BALB/c mouse (female, 5-7 week age) is attacked with 1,000LD50H5N1 Strain A/Vietnam/1194/04 intranasal.
* treatment starts from attacking latter 4 hours.
treatment starts from attacking latter 2 days.
§ test repeats with three times that often organize 5 mices.
In addition, within the 4th day, 6 days, 8 days after attack, put to death above-mentioned group of 6 mices often in group, and the 21st day after attack puts to death the mice of all survivals.Blood, trachea-lung-douching fluid, lung, brain, kidney, liver and spleen is collected from these mices.

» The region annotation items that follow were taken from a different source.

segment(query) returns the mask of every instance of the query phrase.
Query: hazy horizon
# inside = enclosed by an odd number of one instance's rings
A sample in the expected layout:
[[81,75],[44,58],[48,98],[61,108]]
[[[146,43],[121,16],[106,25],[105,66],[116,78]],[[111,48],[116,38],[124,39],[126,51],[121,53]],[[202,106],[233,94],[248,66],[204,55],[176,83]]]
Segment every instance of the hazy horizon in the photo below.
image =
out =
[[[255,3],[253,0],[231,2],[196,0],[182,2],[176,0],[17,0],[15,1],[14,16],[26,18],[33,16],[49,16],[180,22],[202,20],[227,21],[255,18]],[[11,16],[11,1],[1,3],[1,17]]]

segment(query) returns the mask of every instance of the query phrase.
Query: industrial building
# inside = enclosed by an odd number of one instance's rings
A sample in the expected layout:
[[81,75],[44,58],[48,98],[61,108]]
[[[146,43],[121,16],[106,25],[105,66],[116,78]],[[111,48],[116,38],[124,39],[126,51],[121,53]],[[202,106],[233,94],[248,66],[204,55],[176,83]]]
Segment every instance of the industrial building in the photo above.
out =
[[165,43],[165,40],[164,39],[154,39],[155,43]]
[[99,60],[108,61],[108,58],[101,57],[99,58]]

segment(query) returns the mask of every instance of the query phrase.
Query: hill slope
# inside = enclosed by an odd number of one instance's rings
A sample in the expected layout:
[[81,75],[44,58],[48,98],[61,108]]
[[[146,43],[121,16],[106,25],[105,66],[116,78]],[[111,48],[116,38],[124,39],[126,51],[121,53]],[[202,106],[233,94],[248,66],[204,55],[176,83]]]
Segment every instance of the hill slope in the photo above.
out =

Embodiment 2: the reduction of virus titer
materials and methods
Virusology is checked.
The virus titer discharged in trachea-lung-douching fluid passes through TCID 50measure, lung tissue intracellular virus RNA is by real-time RT-PCR quantitatively (the people NatMed11:944 – 951 (2005) such as Li, B.J.; The people AntivirTher10:393 – 403 (2005) such as Zheng, B.J.; The people EmergInfectDis12:1773 – 1775 (2006) such as Wang, M.).In simple terms, the total serum IgE through the lung tissue of cracking utilizes RNeasyMinikit (Qiagen, Germany) to extract, and utilizes the SuperScriptIIReverseTranscriptase of application tMits reverse transcription is cDNA by (Invitrogen, USA).The NP gene of virus and internal contrast actin gene are by SYBRgreenMx3000Real-TimePCRSystem (real-time PCR system) (Stratagene, USA) measure, wherein use primer NP-forward: 5'-GACCAGGAGTGGAGGAAACA-3'(SEQIDNO:1), NP-is reverse: 5'-CGGCCATAATGGTCACTCTT-3'(SEQIDNO:2);-actin-forward: 5 '-CGTACCACTGGCATCGTGAT-5 ' (SEQIDNO:3) ,-actin-oppositely: 5 '-GTGTTGGCGTACAGGTCTTTG-3 ' (SEQIDNO:4).
ELISA
Proinflammatory cytokine in trachea-lung-douching fluid and serum sample and chemotactic factor IL-1, IL-6, IFN-γ, TNF-α (BDBiosciences, USA), PGE2 (PGE2), macrophage inflammatory protein 1 (MIP-1) (R & DSystemsInc, USA), leukotriene (GEHealthcare, and injury of lung indicant albumin (BETHYLLaboratoriesInc. UK), USA), utilize previously described experimental design (the people Vaccine19:4219 – 4225 (2001) such as Zheng, B.J.; The people EurJImmun32:3294 – 3304 (2002) such as Zheng, B.J.), the technical instruction according to test kit manufacturer modifies such scheme, is tested by ELISA.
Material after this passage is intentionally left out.